You understand that it’s your own behaviour and actions which you can control. You also know that you can’t control others and so, you let go of the attachments and expectations. You embrace uncertainty and don’t get disturbed by the things you can’t take control of. You are more focused on yourself.
(3) You love yourself:“The only person who can pull me down is myself, and I’m not going to let myself pull me down anymore.” ― C. JoyBell C.
You do not care if others love you or hate you. You treat your lovers and haters alike. You love yourself and that matters the most. This self-love removes all your insecurities. You are not scared of darker times because you have yourself and you know you can pass through it.
(4) You live life fearlessly:“To me, Fearless is not the absence of fear. It’s not being completely unafraid. To me, Fearless is having fears. Fearless is having doubts. Lots of them. To me, Fearless is living in spite of those things that scare you to death.” ― Taylor Swift.
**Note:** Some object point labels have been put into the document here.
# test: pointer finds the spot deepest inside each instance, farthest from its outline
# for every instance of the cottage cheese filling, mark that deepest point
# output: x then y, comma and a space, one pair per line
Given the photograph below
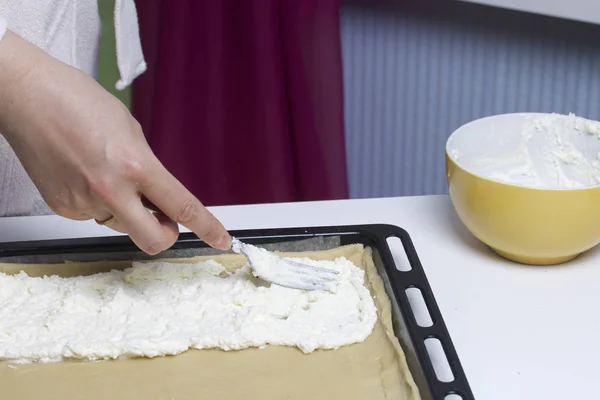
554, 152
160, 308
You are more than willing to get out of comfort zone and face your fears. You accept all the challenges with a smiling face and evolve so that you can deal with them. You are continuously moulding yourself to face these obstacles. You are also well aware that you might lose everything but doesn’t stop you.
(5) You forgive:“To err is human, to forgive, divine.” ― Alexander Pope, An Essay on Criticism.
You understand that emotions like anger or hurt only pulls you back. No matter how wrong a person is, you forgive them and move on because you don’t have any attachments with anyone. Since actions of others don’t affect you, you can easily forgive. You know that past if past and only you can’t do anything about it. But you can change the future by actions of your present and you make the best out of it by forgiving and letting go off the attachments.
(6) You live your life on the edge:“Dance. Smile. Giggle. Marvel. TRUST. HOPE. LOVE. WISH. BELIEVE. Most of all, enjoy every moment of the journey, and appreciate where you are at this moment instead of always focusing on how far you have to go.” ― Mandy Hale, The Single Woman: Life, Love, and a Dash of Sass.
You live every day as if tomorrow might never exist. Nothing can pull you back; you don’t care about any shackle. You embrace what this universe has to offer; you let yourself sail on the flow of this universe. By doing this, you embrace positivity and spread positivity wherever you go.